Step 2: Apply the Principle of Inclusion-Exclusion to find the sum of pairwise intersections. The Principle of Inclusion-Exclusion states: $|A \cup B \cup C| = |A| + |B| + |C| - (|A \cap B| + |B \cap C| + |C \cap A|) + |A \cap B \cap C|$ Let $S_2 = |A \cap B| + |B \cap C| + |C \cap A|$. This term represents the sum of men who received medals in at least two events. Rearranging the PIE formula to solve for $S_2$: $S_2 = |A| + |B| + |C| + |A \cap B \cap C| - |A \cup B \cup C|$ Substitute the given values: $S_2 = 48 + 25 + 18 + 5 - 60$ $S_2 = 96 - 60$ $S_2 = 36$ This means the sum of men in (A and B), (B and C), and (C and A) is 36.

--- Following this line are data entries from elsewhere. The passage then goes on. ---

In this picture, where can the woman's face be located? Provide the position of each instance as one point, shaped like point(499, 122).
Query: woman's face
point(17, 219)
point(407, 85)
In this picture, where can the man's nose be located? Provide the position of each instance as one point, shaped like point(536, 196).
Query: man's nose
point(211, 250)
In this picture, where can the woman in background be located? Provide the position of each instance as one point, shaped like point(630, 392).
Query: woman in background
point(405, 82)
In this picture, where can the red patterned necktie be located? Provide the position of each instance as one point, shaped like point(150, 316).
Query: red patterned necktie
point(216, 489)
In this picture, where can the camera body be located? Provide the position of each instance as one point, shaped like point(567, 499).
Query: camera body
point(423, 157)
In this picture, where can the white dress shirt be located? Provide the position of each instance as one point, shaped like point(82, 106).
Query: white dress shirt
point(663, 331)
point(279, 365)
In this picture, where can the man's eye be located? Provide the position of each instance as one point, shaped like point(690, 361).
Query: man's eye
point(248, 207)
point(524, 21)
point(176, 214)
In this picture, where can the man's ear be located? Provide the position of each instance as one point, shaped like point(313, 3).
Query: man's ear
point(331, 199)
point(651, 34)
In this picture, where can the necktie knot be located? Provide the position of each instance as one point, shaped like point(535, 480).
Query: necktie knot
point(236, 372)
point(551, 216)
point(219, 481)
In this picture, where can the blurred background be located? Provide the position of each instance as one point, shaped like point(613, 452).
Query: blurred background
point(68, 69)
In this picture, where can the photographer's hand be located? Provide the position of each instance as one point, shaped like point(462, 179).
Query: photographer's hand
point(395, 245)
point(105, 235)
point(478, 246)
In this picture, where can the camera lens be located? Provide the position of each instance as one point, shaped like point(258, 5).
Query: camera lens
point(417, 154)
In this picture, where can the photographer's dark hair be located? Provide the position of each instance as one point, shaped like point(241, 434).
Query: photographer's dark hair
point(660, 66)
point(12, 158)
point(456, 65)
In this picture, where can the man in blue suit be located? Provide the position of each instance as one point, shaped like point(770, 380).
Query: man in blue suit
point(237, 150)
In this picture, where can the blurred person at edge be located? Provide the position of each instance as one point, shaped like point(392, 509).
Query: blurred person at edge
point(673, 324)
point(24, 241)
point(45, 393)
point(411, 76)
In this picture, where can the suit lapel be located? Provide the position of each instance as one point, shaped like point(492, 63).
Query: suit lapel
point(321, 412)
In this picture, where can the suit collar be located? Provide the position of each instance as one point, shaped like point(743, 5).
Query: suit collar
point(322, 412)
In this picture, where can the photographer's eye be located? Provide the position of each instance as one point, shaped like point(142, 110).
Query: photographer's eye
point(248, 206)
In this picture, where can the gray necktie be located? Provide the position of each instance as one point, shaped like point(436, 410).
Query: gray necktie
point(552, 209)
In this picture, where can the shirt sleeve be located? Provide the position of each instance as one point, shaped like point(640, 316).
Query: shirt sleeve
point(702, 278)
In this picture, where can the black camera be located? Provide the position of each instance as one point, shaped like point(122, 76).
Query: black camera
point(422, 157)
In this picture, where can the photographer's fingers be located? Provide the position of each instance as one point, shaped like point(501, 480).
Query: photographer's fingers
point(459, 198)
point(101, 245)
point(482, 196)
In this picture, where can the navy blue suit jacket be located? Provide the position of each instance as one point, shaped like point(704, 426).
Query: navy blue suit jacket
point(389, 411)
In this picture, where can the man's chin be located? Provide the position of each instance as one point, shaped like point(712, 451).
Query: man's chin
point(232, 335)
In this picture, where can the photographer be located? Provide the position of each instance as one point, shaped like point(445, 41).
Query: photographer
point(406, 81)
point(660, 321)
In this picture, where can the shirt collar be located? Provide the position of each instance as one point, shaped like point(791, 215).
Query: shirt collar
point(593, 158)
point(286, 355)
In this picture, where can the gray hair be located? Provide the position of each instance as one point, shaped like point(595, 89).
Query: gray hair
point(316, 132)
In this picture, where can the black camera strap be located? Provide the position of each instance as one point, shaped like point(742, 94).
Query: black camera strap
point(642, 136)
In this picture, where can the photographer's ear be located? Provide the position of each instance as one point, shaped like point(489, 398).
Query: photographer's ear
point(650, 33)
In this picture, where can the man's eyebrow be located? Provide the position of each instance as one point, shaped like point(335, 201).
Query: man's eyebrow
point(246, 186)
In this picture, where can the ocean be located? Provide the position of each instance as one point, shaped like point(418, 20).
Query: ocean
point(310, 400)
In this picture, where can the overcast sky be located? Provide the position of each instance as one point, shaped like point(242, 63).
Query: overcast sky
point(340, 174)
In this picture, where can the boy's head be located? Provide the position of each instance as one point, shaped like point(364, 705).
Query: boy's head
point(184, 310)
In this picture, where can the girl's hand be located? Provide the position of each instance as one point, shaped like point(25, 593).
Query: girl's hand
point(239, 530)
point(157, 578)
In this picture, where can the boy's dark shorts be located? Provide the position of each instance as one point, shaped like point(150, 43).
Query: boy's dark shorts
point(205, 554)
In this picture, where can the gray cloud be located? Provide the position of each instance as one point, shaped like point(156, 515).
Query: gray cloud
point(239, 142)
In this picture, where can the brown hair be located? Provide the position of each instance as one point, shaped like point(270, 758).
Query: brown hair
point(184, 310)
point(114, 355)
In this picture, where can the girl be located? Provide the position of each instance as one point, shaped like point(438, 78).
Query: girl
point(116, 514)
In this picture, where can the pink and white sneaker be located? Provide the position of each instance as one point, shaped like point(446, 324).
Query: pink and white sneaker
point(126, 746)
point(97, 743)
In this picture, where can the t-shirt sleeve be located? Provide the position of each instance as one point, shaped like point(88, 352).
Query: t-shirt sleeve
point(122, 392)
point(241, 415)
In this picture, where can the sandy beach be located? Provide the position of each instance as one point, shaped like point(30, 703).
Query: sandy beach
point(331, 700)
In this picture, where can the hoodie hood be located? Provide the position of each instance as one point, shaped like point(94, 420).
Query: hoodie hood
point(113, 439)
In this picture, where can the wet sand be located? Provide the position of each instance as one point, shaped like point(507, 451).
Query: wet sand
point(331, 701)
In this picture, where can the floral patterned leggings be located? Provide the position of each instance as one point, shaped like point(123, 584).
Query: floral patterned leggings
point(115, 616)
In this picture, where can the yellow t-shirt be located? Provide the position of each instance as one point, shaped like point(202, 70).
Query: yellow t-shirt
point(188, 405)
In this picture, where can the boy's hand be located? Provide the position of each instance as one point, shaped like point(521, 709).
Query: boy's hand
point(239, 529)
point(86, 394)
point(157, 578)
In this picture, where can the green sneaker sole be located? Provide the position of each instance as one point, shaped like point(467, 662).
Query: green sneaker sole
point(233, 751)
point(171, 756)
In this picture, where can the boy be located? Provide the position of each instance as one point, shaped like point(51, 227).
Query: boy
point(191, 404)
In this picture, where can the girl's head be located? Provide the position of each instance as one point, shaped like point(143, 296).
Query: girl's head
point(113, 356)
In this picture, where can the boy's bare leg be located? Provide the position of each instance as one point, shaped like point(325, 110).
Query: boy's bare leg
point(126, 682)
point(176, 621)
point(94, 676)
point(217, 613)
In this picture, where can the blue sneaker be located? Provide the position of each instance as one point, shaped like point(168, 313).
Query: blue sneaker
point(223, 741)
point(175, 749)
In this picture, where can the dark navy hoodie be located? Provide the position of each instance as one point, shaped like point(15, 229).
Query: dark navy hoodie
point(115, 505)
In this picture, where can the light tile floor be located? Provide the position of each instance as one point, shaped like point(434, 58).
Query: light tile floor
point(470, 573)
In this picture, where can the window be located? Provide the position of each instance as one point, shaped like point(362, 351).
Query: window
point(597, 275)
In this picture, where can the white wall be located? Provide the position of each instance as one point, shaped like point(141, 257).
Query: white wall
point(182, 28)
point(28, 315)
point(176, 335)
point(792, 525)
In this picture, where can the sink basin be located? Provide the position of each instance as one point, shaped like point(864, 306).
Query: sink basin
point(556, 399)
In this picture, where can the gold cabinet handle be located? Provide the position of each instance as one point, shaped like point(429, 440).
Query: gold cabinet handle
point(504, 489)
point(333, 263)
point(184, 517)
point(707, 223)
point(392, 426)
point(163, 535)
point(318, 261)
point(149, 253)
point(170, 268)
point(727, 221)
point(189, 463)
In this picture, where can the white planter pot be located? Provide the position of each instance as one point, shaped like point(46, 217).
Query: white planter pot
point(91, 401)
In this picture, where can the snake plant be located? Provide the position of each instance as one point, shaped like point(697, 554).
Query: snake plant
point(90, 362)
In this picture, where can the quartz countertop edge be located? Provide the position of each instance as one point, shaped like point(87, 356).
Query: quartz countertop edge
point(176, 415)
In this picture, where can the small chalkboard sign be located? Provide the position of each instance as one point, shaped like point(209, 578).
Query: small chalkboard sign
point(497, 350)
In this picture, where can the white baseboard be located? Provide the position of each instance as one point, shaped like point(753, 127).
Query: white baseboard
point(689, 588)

Step 3: Calculate the number of men who received medals in exactly two events. The sum $S_2$ counts men who received medals in exactly two events once, and men who received medals in all three events three times (once for each pair: $A \cap B$, $B \cap C$, $C \cap A$). To find the number of men who received medals in exactly two events, we must subtract the overcounted men from $S_2$. Men who received medals in all three events ($|A \cap B \cap C|$) were counted 3 times in $S_2$, but they should not be counted at all in the "exactly two" category. Therefore, we subtract $3 \times |A \cap B \cap C|$ from $S_2$. Number of men in exactly two events = $S_2 - 3 \times |A \cap B \cap C|$ Substitute the calculated and given values: Number of men in exactly two events = $36 - 3 \times 5$ Number of men in exactly two events = $36 - 15$ Number of men in exactly two events = $21$

Common Mistakes & Tips

• Distinguishing "At Least Two" from "Exactly Two": The sum of pairwise intersections ($|A \cap B| + |B \cap C| + |C \cap A|$) counts individuals in all three events multiple times. This sum is not the answer itself.
• Correcting for Triple Intersection: When calculating "exactly two," remember that each person in $|A \cap B \cap C|$ is included in all three pairwise intersections. Thus, you must subtract $3 \times |A \cap B \cap C|$ from the sum of pairwise intersections.
• Understanding PIE Components: Clearly identify what each term in the PIE formula represents to avoid misinterpretation, especially $|A \cup B \cup C|$ (total unique individuals) and $|A \cap B \cap C|$ (individuals in all categories).

Summary

By applying the Principle of Inclusion-Exclusion, we first calculated the sum of men who received medals in at least two events. We then adjusted this sum to account for the men who received medals in all three events, as they were overcounted in the pairwise intersections. This adjustment involved subtracting three times the number of men who received medals in all three events, leading to the final count of men who received medals in exactly two events.

The final answer is $\boxed{21}$ which corresponds to option (C).